Another Tax Holiday for Corporations Is Gaining Traction
They want a huge discount to return foreign profits Jul 5 2011Capitalizing on the government’s need for money and 9% unemployment, U.S. corporations and their lobbyists are pressuring Congress for another deep discount deal to induce them to bring home the estimated $1 trillion in profits waiting offshore. The money is stranded there by this country’s 35% corporate tax rate, the highest of any country of size other than Japan.
Instead, how about 5.25%? That’s the breathtaking discount the corporations propose.
Cisco’s CEO John Chambers, in an op-ed piece in the Wall Street Journal last October, thought that the money could create 2 million jobs, but the opening position of a group of companies arguing for the tax holiday is that there can be no conditions restricting how the money is used.
Which brings us to the American Jobs Creation Act, signed by George W. Bush in October 2004, and which declared just such a tax holiday that the multinationals now want repeated. How did that play out?
That bill forbade the money be used for executive compensation, or dividends or stock buybacks. Corporations paid that no attention, did exactly that and, money being fungible, simply claimed that different money stashes had been used.
As for jobs, the purpose of the bill in 2004’s anemic job market:
Merck repatriated $15.9 billion in October 2005 and in the following month announced a plan to close plants and reduce its workforce by 7,000 jobs.

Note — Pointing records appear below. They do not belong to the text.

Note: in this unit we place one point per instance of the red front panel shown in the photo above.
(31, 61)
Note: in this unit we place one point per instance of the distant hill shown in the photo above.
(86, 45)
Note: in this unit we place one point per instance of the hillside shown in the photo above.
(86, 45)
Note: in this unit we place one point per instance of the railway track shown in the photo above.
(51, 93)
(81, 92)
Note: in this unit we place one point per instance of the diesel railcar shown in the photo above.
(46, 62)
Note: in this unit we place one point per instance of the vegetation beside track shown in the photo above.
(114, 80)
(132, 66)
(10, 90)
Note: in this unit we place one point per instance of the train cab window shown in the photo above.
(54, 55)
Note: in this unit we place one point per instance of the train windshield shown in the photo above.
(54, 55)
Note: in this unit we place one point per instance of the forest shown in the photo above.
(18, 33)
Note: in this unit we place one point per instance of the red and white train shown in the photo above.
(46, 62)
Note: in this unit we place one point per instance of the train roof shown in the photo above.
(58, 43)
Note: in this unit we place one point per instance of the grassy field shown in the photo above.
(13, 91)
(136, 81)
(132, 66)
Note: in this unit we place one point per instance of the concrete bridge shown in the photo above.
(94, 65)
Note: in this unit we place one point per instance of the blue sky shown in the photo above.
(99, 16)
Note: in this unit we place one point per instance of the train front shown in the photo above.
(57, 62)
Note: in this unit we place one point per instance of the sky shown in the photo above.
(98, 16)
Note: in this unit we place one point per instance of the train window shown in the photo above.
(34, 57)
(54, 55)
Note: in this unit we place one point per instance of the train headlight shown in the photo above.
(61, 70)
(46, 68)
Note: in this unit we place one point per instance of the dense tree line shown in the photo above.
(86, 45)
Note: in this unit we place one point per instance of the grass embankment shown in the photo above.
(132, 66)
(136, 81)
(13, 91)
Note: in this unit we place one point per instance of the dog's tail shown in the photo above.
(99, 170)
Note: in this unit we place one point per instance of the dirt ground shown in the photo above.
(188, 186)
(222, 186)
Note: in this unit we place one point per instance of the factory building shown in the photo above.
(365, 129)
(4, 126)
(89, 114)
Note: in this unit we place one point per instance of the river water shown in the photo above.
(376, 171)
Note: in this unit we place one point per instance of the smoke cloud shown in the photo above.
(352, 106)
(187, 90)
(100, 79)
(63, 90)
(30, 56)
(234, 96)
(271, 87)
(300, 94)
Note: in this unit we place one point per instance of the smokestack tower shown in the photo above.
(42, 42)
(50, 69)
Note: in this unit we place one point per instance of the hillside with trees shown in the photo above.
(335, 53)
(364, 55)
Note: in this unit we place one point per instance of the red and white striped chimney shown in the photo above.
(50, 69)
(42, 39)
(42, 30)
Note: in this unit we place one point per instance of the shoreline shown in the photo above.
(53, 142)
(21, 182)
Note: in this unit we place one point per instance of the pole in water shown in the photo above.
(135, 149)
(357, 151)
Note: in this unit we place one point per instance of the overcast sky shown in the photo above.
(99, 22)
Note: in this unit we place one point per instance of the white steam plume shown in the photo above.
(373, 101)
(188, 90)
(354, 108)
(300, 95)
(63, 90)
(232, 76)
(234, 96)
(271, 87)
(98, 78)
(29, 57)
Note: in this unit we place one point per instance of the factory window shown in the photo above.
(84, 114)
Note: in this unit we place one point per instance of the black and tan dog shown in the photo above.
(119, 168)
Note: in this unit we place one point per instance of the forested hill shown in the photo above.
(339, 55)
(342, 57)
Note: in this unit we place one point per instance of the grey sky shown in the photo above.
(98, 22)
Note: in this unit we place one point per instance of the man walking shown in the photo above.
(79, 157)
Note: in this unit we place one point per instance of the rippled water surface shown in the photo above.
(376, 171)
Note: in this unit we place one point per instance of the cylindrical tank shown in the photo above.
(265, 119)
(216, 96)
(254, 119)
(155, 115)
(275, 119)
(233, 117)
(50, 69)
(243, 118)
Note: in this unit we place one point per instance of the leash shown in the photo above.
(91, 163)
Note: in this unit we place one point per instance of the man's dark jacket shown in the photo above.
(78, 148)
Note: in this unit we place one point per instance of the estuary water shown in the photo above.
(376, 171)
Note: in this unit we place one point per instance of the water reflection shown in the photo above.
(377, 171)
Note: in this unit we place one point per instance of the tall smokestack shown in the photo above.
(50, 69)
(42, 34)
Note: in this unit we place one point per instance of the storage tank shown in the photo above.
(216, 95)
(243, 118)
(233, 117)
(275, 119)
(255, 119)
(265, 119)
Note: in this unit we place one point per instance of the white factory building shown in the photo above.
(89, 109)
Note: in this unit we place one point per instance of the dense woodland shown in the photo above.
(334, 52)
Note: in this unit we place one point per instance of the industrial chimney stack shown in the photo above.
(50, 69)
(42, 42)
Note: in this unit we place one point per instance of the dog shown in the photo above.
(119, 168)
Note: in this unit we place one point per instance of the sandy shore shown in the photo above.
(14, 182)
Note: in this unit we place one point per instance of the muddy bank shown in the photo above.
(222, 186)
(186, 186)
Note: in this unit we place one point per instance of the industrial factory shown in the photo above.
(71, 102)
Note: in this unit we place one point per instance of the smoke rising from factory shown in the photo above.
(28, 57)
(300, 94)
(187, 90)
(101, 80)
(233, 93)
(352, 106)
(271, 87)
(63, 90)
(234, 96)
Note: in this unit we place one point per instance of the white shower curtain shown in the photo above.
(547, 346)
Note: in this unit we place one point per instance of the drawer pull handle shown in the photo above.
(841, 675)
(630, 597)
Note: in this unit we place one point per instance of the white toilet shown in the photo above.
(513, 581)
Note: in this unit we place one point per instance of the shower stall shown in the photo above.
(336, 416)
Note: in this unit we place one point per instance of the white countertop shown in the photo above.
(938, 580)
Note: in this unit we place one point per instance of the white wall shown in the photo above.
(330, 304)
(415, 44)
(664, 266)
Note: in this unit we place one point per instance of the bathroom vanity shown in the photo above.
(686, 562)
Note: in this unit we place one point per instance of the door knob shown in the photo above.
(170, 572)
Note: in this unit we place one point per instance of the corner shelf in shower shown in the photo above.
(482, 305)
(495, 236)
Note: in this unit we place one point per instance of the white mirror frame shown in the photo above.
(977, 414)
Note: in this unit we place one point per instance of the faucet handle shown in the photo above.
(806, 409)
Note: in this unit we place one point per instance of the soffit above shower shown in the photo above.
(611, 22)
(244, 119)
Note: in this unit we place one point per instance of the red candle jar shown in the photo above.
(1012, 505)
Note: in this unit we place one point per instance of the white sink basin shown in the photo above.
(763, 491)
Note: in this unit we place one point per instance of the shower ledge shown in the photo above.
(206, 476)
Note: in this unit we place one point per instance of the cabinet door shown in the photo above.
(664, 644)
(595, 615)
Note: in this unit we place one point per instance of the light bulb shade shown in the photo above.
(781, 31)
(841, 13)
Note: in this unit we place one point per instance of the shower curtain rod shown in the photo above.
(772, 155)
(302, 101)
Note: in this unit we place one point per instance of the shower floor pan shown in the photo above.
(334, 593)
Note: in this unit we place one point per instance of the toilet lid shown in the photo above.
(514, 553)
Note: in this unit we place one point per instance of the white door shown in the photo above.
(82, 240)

Pfizer eliminated 7,000 jobs in 2006 and announced another 10,000 in the following year.
Dell dangled a promise to build a $100 million plant in North Carolina, but later admitted it intended to build the facility anyway and spent $2 billion in a share buyback.
Instead of job creation, a study by the nonpartisan Bureau of Economic Research found that, of the $312 billion that flowed back to the U.S. under the Bush amnesty, 92% of the repatriated money went to shareholders (top management of companies are usually major shareholders) in the form of dividends or purchases of the companies’ own stock. By spreading the value of a company on fewer shares, a stock buyback increases the value of each share still outstanding. The program “did not increase domestic investment, employment or research and development.”
There are many arguments against declaring yet another tax holiday, beginning with rewarding corporations for moving millions of American jobs overseas which, to an extent, generated those profits. The claim that it would create jobs is even more dishonest that in 2004. Corporations are sitting on a $2 trillion cash hoard in the U.S. according to the Federal Reserve. They do not need overseas cash to create jobs. The principal driver of expanded demand for goods and services is what is lacking.
A bigger negative is that the 2004 program induced corporations to use accounting legerdemain to move still more profits overseas, thus reducing taxes here at home, in the hope that they would persuade Congress to declare a tax holiday once again, just as they are lobbying for now.
The real issue is the need for reform of corporate taxes. Few large corporations actually pay the 35% rate, but the high rate drives corporations to countries that offer much lower rates or no taxes at all, and to create enormous tax departments (975 on staff at General Electric per this New York Times exposé in March) to seek convoluted ways to circumvent the tax code.
Will this encore repatriation go forward? Corporations easily persuade Congress to do their bidding, but where does President Obama stand? He has spoken repeatedly of corporate tax reform – in all three State of the Union addresses! – yet he has done nothing.
(The message has changed from “ending the tax breaks for corporations that ship our jobs overseas” in 2009 to “simplify the system, get rid of the loopholes, level the playing field, and use the savings to lower the corporate tax rate for the first time in 25 years without adding to our deficit” in 2011).
The danger is that, having done nothing, having taken no initiative, Obama will cave in to another dreadful Congressional program that comes to his desk. He should block any amnesty plan for overseas profits that is not linked to overall corporate tax reform reform that should consider wholly different ways to tax, a subject to be taken up separately here.
This time, the terms of any overseas profit repatriation that is appended to reform should set a higher rate than the ludicrous 5.25% and ban corporations from either increasing their dividend or buying back any stock for a period of a few years. The statutory penalty for violation? Forfeiture of the special rate and payment of the full 35%.